Very insistent, and very familiar. Much as “live local” activists promote local purchasing over online shopping today, so did boosters 100 years ago promote local purchasing over mail-order shopping.
We modern folk often complain about how early stores begin advertising for Christmas. “It gets earlier and earlier every year,” we tell ourselves and each other indignantly. One hundred years ago, Edmontonians may very well have been singing the same tune. Stores began advertising in November, and called for customers to get their shopping done early. In November 1913, Johnson & Hubbs Jewelers put out an advertisement observing that, “The spirit of Christmas is already perceptible, and you will profit in many ways by making early purchases.”. In November 1911, the HBC warned customers that “There’s not a moment to be lost if you want to escape the final rush which is inevitable. Do your shopping NOW while we have the facilities to wait on you, and as you would like us to–at your leisure. It will be much more satisfactory to you, to us, and to all concerned. COME TOMORROW.”. The pressure was on.
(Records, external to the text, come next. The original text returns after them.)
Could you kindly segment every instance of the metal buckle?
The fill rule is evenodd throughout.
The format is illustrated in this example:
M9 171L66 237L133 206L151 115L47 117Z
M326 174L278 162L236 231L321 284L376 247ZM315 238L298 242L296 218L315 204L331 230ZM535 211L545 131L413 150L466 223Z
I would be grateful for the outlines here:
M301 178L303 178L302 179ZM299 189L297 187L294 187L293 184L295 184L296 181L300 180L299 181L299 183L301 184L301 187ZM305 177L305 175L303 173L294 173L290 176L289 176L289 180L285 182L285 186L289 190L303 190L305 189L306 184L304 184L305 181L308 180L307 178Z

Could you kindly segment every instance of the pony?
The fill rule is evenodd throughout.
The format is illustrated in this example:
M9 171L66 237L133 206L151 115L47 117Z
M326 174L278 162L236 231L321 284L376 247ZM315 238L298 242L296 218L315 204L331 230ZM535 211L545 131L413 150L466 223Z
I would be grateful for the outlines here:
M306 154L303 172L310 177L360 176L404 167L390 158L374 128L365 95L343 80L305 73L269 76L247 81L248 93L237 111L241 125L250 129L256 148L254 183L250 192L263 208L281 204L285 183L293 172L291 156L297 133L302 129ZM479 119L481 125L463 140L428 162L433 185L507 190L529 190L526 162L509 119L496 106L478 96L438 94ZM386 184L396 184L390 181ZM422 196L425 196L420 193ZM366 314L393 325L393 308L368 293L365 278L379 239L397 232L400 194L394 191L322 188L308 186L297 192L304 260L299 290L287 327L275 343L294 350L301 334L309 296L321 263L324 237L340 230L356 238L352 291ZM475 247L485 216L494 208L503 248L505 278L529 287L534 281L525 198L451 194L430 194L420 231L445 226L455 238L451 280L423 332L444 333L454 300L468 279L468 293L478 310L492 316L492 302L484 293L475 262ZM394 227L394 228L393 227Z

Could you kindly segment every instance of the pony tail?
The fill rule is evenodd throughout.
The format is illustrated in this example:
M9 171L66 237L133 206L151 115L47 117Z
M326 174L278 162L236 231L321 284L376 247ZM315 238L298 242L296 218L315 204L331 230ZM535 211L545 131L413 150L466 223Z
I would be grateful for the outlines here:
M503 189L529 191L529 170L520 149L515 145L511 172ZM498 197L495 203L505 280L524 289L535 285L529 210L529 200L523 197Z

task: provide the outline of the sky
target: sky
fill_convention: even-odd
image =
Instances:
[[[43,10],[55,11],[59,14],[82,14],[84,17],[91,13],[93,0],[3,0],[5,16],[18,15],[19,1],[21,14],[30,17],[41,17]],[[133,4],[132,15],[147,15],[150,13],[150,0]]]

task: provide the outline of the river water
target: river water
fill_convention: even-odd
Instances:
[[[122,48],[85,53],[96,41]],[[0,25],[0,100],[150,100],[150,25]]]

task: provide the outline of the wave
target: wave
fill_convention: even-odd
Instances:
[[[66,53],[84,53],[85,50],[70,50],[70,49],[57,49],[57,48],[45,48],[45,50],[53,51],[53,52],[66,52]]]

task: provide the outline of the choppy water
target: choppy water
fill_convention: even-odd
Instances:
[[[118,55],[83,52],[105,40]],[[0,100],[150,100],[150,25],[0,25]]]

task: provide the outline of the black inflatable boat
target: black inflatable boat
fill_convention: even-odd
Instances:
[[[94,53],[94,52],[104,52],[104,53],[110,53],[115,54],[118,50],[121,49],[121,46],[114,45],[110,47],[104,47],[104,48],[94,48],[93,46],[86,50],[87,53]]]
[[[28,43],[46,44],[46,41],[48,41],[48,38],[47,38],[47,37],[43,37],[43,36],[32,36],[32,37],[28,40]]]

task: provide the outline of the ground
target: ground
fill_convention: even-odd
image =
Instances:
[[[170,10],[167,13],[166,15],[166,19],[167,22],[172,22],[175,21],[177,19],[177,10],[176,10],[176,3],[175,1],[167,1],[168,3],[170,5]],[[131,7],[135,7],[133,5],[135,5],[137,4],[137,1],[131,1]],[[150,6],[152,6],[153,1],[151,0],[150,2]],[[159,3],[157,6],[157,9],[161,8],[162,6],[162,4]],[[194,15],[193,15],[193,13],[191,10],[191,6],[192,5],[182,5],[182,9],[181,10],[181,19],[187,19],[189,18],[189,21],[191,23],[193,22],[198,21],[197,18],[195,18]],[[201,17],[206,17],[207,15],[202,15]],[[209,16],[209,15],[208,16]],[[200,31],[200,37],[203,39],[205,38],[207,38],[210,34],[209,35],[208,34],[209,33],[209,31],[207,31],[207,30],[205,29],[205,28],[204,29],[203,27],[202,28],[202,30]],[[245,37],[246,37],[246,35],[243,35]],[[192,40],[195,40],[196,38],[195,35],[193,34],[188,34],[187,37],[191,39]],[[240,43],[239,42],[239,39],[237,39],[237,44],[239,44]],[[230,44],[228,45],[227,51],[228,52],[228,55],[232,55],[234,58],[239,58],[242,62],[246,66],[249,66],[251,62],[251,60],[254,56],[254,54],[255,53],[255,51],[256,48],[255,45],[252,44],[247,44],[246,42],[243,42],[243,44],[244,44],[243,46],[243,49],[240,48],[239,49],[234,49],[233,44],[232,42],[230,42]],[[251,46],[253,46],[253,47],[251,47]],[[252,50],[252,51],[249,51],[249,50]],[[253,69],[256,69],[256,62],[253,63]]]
While the impetus to purchase gifts (and purchase them early!) is clear, the types of gifts that were purchased are a bit different from what we might expect today. Retailers like the Ross Brothers urged people to purchase practical, useful gifts, including housewares, personal grooming sets, and clothing. The focus on toys for children, though, was very similar to what it is today. The Purvis Co. devoted part of its department store to a Toyland as Christmas approached in 1911, and emphasised excess in gifts, claiming that Santa’s pack “is going to be so big this year that I can’t wait any longer”.
I think we can agree Christmas shopping in 1914 Edmonton looks pretty similar to Christmas shopping 100 years later. “But surely Boxing Days sales are a modern excess!” you may shout. In fact, they’re not. On 26 December 1914, James Ramsey Ltd., a store specialising in food, clothing, drugs, and stationery, ran an advertisement calling for Boxing Day shoppers. “After the Holiday Rush Comes What?” the ad asks, “A Remarkable Sale of Holiday Surplus Stocks. Our Prices are Seldom Lower.”. Boxing Day shopping, as it turns out, is longstanding tradition.
As the First World War (which many had expected to be over by Christmas of 1914) continued, so did the advertisements. People didn’t stop shopping, of course. However, the Christmas advertisements were broken up by ads for victory bonds, and the front page ads were displaced by news from the front lines. The face of Edmonton continued to change.
It’s both tempting and easy to fall for the historical myth of “simpler times”. We know, though, that people in the past had complex lives just like we do, and Edmontonians one hundred years ago had very complex lives indeed. When we emphasise the parts of history that we see as superior to our modern age–a simpler holiday season, for example–we fail to recognise the real people who lived in the past. When we look at simple activities such as Christmas shopping, ones that we might expect to be heavily influenced by our modern age, we can see that these activities hold more similarities than differences between the Edmonton of 100 years ago and the Edmonton today. As you do your holiday shopping this season, imagine what the same activity was like for Edmontonians 100 years ago–not as different as you may have imagined!